There are some easy giveaways when it comes to XSS attacks, you might get users complaining about your site leaking their information or they discover funny activities after visiting your site. Yet, there are no clear indication that your site has been compromised. The goal of XSS is to trigger the browser to render some abitary content as if it comes from a legit site. Scripting can be used for the attack payload so that scripting commands get executed in the context of the victim site. It is extremely hard to determine the potential outcome, that limit is up to the attacker.

Another possibility is for the victim's site to show HTTP and application logs of funny looking cross site scripting strings. Reflective XSS is a lot easier to detect than the Persistent XSS, since reflective XSS would mean the victim sending in XSS string everytime an attack happen. Keep in mind that not all XSS attack would show up in the logs, some XSS attacks do not involve the attack strings to be sent to the victim site at all.


Once the XSS vulnerable field is identified by looking at the logs and through other investigative means, the process of stopping further attack would be pretty simple.
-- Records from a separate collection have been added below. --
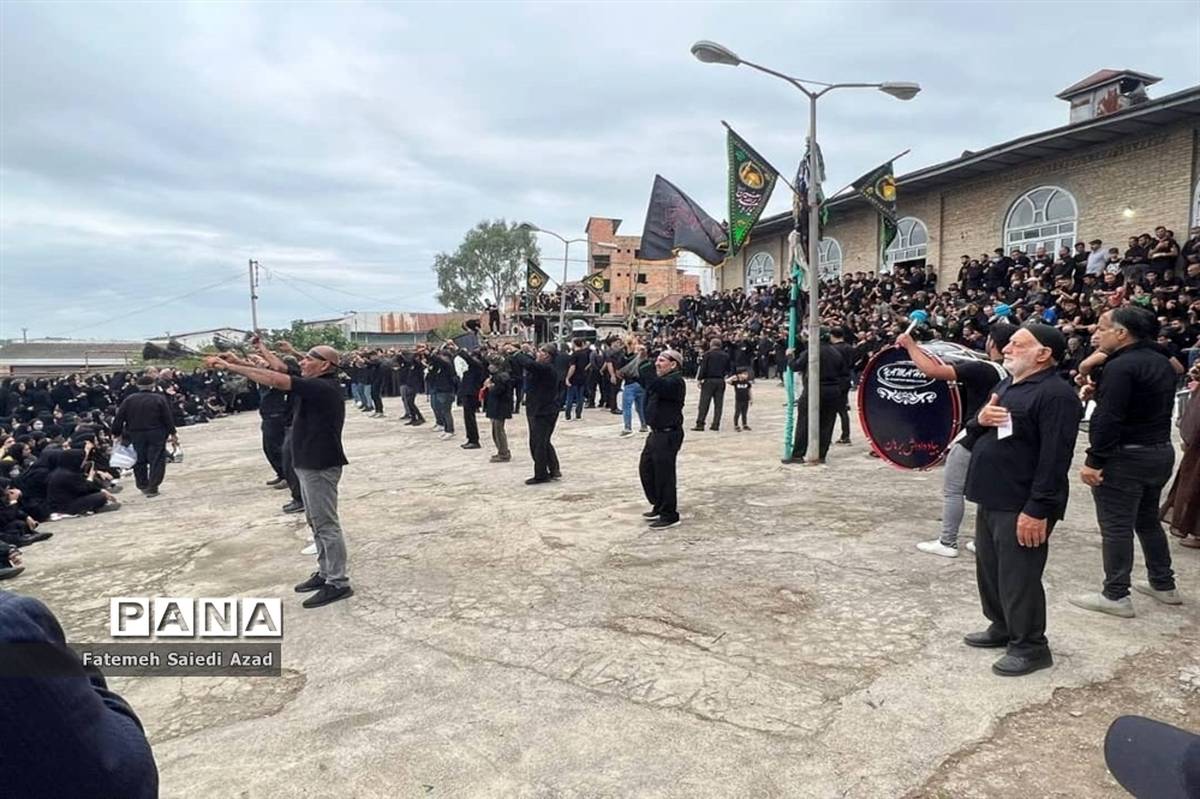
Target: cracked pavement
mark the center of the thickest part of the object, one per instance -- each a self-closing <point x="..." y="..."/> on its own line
<point x="787" y="640"/>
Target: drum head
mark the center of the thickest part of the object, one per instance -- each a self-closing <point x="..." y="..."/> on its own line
<point x="909" y="419"/>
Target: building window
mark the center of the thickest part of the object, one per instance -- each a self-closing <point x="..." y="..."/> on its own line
<point x="829" y="259"/>
<point x="911" y="242"/>
<point x="1044" y="216"/>
<point x="760" y="270"/>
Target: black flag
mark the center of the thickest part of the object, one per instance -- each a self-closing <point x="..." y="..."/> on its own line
<point x="675" y="221"/>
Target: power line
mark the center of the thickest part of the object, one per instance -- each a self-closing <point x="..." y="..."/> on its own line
<point x="156" y="305"/>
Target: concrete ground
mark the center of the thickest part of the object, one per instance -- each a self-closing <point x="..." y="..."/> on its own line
<point x="787" y="640"/>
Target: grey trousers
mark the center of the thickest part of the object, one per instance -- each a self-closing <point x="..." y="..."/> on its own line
<point x="501" y="437"/>
<point x="954" y="485"/>
<point x="318" y="487"/>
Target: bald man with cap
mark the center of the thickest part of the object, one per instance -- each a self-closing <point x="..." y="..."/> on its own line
<point x="665" y="392"/>
<point x="1024" y="442"/>
<point x="318" y="457"/>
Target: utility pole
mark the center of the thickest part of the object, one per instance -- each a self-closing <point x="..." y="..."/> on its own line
<point x="253" y="296"/>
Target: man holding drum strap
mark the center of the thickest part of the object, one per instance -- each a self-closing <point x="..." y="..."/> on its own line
<point x="976" y="380"/>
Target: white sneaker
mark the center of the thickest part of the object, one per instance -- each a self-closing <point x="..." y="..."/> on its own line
<point x="1102" y="604"/>
<point x="1170" y="596"/>
<point x="937" y="547"/>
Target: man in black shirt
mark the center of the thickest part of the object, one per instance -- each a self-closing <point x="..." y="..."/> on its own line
<point x="1131" y="458"/>
<point x="541" y="409"/>
<point x="144" y="419"/>
<point x="714" y="367"/>
<point x="828" y="395"/>
<point x="838" y="338"/>
<point x="318" y="457"/>
<point x="1025" y="438"/>
<point x="665" y="391"/>
<point x="976" y="379"/>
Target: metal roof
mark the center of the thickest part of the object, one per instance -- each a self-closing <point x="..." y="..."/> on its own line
<point x="1133" y="121"/>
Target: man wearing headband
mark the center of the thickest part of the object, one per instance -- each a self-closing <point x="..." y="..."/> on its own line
<point x="665" y="391"/>
<point x="317" y="456"/>
<point x="1025" y="438"/>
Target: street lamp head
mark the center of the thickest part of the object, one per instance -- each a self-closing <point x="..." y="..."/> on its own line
<point x="713" y="53"/>
<point x="900" y="90"/>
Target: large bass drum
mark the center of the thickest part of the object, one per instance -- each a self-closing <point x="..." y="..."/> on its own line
<point x="910" y="419"/>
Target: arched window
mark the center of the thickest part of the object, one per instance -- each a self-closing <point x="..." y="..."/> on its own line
<point x="760" y="270"/>
<point x="829" y="259"/>
<point x="1044" y="216"/>
<point x="911" y="242"/>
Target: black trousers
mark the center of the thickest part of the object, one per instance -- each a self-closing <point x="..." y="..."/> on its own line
<point x="712" y="390"/>
<point x="741" y="408"/>
<point x="1009" y="578"/>
<point x="289" y="472"/>
<point x="274" y="428"/>
<point x="151" y="463"/>
<point x="1127" y="504"/>
<point x="545" y="458"/>
<point x="827" y="416"/>
<point x="657" y="468"/>
<point x="469" y="408"/>
<point x="844" y="412"/>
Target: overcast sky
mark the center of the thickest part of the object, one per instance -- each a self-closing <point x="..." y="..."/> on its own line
<point x="150" y="149"/>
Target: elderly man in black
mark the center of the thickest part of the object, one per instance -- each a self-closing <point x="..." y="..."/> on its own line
<point x="1024" y="440"/>
<point x="1131" y="460"/>
<point x="541" y="409"/>
<point x="144" y="419"/>
<point x="318" y="456"/>
<point x="665" y="391"/>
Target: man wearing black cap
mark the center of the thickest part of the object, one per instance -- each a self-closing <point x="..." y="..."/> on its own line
<point x="1131" y="458"/>
<point x="1025" y="438"/>
<point x="144" y="419"/>
<point x="665" y="391"/>
<point x="541" y="409"/>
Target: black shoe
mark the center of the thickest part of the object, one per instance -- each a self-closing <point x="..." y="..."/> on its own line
<point x="311" y="584"/>
<point x="327" y="594"/>
<point x="984" y="640"/>
<point x="1017" y="666"/>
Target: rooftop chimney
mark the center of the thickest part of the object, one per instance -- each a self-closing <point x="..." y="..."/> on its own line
<point x="1107" y="92"/>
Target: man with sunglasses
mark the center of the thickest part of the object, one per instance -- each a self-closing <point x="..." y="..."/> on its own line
<point x="317" y="454"/>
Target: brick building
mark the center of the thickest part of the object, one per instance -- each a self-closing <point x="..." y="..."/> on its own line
<point x="1121" y="166"/>
<point x="627" y="276"/>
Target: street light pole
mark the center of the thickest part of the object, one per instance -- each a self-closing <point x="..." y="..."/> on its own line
<point x="714" y="53"/>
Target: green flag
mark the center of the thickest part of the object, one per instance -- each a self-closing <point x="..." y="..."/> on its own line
<point x="879" y="187"/>
<point x="535" y="278"/>
<point x="751" y="180"/>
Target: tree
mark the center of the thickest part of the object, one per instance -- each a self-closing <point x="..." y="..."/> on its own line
<point x="305" y="338"/>
<point x="487" y="265"/>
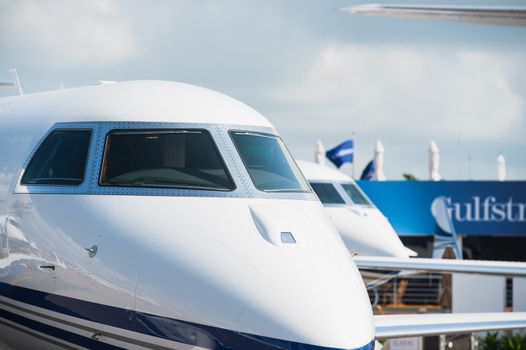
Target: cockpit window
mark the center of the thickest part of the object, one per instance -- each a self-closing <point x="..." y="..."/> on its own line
<point x="165" y="159"/>
<point x="356" y="195"/>
<point x="327" y="193"/>
<point x="269" y="163"/>
<point x="60" y="159"/>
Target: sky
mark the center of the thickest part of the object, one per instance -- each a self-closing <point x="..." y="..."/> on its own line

A emergency code fix would be reasonable, just throw in proper input and output validation and we are done for containment. For some environment that has web app firewall capability, it might be as simple as filtering out bad input with web app firewall.


Eradication is not easy. We have seen sites getting nailed time and time again. Close off one XSS hole and the next hole get nailed. My best advise here, if you get XSS attacked, it might be time to get some help with identifying all the web app vulnerabilities on your site. If someone has that much interest to attack you, it might not be too long before the person come back thru another hole. (eg. XSS, SQL injection) In the end, it might be time to ensure security is incorporated in your development lifecycle.

Overall, XSS can be hard to detect. Once detected, fixing the particular vulnerability is not too difficult. Fixing the whole development lifecycle is required for a fundamental fix of the problem. This is often very costly and slow.